Avec 6 millions de m² de bâti déjà livrés ou en cours de labellisation, l'association BBCA poursuit ses ambitions dans la réglementation, française comme européenne. Autres projets : des référentiels pour s'adapter à une mixité de travaux. Entretien.
Stanislas Pottier, président de l'association BBCA ®Pauline de Courrèges - Batiweb
Stanislas Pottier, président de l'association BBCA ®Pauline de Courrèges

Comment inscrire l'immobilier bas carbone dans la législation française et européenne ? Comment adapter les référentiels à la mixité d'usage ? Comment concilier bas carbone et habitabilité de l'été ? 

Telles sont les questions que nous posons à l'association Bâtiment Bas Carbone (BBCA), reconnue pour ses labels en la matière. Décryptage avec son président Stanislas Pottier. 

Comment se situent l'association BBCA et ses labels par rapport aux ambitions bas carbone du bâtiment ? 


On a vraiment établi une référence bas carbone et on a beaucoup poussé pour cette logique de cycle de vie, dans la RE2020, qui fait que la France a une législation extrêmement en avance, extrêmement admirée par les autres pays européens. Nos méthodes de comptabilité du carbone n'ont jamais été contestées par qui que ce soit. Dès le début, l'association a été identifiée par l'administration, notamment à l'époque par Emmanuelle Cosse, qui était ministre du Logement [de 2016 à 2017, NDLR].

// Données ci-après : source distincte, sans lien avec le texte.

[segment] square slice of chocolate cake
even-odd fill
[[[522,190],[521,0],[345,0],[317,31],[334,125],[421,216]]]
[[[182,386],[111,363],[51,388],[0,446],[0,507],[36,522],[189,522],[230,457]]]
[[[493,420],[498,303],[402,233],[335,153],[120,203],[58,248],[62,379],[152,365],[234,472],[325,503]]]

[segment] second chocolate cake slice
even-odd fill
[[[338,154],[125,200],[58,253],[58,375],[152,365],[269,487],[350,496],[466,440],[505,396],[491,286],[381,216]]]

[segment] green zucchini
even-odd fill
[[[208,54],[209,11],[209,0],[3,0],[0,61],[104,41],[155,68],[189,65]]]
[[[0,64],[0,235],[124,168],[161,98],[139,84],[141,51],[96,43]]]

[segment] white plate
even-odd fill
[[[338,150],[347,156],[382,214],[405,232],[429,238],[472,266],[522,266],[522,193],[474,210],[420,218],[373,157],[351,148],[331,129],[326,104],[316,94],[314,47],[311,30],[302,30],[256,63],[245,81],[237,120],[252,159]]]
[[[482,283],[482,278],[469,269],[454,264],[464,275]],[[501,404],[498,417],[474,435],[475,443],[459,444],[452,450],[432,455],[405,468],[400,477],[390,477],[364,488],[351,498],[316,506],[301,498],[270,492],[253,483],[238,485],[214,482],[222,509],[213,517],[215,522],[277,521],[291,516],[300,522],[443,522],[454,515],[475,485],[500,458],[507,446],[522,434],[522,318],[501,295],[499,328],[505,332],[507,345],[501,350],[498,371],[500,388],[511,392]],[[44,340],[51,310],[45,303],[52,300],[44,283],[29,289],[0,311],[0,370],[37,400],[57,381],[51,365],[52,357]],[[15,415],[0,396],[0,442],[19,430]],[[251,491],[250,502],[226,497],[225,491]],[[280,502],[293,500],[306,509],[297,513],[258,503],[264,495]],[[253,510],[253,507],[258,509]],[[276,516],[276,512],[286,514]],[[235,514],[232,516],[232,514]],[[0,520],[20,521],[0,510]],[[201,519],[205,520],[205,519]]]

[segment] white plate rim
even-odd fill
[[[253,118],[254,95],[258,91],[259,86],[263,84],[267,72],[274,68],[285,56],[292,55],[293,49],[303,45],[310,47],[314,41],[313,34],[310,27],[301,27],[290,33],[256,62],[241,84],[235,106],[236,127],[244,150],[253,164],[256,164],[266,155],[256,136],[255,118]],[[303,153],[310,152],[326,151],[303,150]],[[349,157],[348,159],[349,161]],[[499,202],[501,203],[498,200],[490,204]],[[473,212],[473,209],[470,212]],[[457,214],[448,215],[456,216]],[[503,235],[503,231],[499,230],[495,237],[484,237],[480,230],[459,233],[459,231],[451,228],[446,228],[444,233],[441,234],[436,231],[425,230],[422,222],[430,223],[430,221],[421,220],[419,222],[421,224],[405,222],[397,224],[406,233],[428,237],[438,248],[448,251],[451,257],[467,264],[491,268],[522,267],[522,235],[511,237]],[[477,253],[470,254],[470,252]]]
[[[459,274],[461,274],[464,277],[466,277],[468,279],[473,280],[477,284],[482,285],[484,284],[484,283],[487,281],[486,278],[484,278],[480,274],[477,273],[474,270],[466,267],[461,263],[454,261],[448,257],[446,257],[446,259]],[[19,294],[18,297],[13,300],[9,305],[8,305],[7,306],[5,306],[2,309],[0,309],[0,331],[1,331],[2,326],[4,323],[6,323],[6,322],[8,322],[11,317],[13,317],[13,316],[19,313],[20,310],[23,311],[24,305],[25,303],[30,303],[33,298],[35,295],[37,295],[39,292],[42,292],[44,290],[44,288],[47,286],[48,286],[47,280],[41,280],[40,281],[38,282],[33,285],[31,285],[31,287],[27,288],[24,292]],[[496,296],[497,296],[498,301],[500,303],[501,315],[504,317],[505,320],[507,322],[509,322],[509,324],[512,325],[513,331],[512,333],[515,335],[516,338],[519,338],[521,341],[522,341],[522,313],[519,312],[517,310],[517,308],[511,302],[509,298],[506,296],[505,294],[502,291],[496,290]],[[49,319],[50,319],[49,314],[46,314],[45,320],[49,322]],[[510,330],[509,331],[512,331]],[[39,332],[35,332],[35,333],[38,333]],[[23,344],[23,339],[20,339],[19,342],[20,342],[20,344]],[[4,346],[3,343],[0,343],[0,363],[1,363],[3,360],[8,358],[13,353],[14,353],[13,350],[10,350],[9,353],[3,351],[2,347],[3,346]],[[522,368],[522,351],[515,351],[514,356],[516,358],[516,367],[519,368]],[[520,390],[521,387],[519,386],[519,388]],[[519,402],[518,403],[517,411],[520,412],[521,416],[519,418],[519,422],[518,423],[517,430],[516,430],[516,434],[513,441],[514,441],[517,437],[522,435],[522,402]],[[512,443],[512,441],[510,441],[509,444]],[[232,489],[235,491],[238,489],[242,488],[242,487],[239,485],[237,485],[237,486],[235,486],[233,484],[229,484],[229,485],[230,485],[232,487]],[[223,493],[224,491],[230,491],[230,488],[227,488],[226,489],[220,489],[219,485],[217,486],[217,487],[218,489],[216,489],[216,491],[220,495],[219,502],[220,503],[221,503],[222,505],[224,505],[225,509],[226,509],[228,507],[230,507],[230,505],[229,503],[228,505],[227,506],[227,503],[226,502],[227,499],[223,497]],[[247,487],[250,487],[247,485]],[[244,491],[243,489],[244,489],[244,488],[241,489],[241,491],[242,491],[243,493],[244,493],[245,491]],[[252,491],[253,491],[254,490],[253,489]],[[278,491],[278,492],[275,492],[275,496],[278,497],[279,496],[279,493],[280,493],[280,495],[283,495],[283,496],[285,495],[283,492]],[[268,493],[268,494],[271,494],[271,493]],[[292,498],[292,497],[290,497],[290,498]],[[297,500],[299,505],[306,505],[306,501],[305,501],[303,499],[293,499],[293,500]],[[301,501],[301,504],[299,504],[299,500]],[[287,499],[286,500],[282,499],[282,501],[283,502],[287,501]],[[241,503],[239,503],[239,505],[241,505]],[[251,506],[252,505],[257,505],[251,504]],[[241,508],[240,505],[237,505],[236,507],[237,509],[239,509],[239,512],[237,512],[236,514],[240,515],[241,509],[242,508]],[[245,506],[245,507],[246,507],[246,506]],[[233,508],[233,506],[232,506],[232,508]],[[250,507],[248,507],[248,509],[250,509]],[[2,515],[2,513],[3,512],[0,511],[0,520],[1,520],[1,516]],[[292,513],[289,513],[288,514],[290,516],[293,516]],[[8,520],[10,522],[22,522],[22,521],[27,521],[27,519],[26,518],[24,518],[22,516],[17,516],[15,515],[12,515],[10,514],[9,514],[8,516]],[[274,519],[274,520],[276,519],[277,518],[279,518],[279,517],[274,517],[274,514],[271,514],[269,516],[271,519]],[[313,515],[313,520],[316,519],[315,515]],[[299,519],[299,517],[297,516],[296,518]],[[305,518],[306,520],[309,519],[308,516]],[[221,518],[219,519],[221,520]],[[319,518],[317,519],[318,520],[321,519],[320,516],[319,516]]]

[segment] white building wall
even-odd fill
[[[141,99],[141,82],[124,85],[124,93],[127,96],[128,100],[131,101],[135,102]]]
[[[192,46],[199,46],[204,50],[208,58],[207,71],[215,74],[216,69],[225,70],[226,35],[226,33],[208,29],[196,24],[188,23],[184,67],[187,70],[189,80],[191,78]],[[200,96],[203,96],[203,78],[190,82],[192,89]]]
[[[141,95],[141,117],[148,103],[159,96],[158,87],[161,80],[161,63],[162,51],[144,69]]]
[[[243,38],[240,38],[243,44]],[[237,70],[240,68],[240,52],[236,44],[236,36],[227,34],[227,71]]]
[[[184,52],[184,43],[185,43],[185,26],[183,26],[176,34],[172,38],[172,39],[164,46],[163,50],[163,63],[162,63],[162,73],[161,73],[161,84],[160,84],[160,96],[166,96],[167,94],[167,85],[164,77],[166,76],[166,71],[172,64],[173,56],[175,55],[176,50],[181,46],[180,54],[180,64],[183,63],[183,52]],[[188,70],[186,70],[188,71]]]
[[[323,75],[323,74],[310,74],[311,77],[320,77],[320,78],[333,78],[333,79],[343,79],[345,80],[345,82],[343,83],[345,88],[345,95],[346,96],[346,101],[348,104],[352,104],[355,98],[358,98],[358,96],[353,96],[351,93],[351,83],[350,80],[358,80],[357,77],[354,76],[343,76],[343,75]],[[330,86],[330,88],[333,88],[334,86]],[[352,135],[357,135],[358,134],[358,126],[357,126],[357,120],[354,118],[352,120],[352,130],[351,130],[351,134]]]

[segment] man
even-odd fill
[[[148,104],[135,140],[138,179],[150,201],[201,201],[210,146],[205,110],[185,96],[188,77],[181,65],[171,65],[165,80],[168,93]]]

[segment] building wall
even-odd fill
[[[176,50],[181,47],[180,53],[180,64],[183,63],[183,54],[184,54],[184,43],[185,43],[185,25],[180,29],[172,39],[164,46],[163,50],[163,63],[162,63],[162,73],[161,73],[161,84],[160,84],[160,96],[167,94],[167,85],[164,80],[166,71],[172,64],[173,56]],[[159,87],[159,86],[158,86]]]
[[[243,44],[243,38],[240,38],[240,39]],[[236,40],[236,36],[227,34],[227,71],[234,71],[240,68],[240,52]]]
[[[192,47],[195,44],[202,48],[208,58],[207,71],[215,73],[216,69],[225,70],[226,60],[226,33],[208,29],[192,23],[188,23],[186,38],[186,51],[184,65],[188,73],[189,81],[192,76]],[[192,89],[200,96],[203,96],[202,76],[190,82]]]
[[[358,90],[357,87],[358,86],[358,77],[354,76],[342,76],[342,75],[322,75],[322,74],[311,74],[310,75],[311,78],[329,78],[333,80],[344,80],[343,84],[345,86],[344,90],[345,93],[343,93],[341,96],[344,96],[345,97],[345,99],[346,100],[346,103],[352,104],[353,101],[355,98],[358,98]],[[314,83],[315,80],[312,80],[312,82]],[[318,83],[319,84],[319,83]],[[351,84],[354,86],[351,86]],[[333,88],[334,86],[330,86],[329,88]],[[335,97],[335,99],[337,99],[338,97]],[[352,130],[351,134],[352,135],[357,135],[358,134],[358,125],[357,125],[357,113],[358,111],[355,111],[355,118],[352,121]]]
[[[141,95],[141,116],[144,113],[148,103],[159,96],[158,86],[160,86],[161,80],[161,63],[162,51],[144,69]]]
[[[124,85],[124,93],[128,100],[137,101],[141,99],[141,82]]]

De plus la masse d'adhérents n'arrête pas d'augmenter, de 130 à 177 entre 2025 et 2026. Tout comme la masse d'opérations labellisées [6 millions de m² déjà livrés ou en cours de labellisation en avril 2026, contre 4,6 millions de m² en 2024, NDLR].

C'est important d'avoir beaucoup d'opérations labellisées qui soient représentatives de tout un tas de bâtiments, de moyens constructifs, de territoires différents, pour que l'on puisse constater que cela peut s'appliquer partout. 

Et côté réglementation européenne ? 


Nous sommes en train de reproduire la même chose aussi au plan européen, avec la Low Carbon Building Initiative, lancée il y a trois ans. Les autorités européennes nous ont identifiés et nous sommes concentrés maintenant sur le sujet carbone pour les évolutions réglementaires qui touchent de près ou de loin l'immobilier.

Des investisseurs européens, détenant des portefeuilles d'actifs dans différents marchés, aimeraient un seul référentiel. C'est ce qu'on a fait en faisant évidemment bien attention que le référentiel soit compatible avec les différentes réglementations nationales

Nous nous sommes positionnés notamment sur le Royaume-Uni, le Benelux, l'Allemagne, l'Italie et l'Espagne. 

Quel nouveau label souhaiteriez-vous mettre en avant ? 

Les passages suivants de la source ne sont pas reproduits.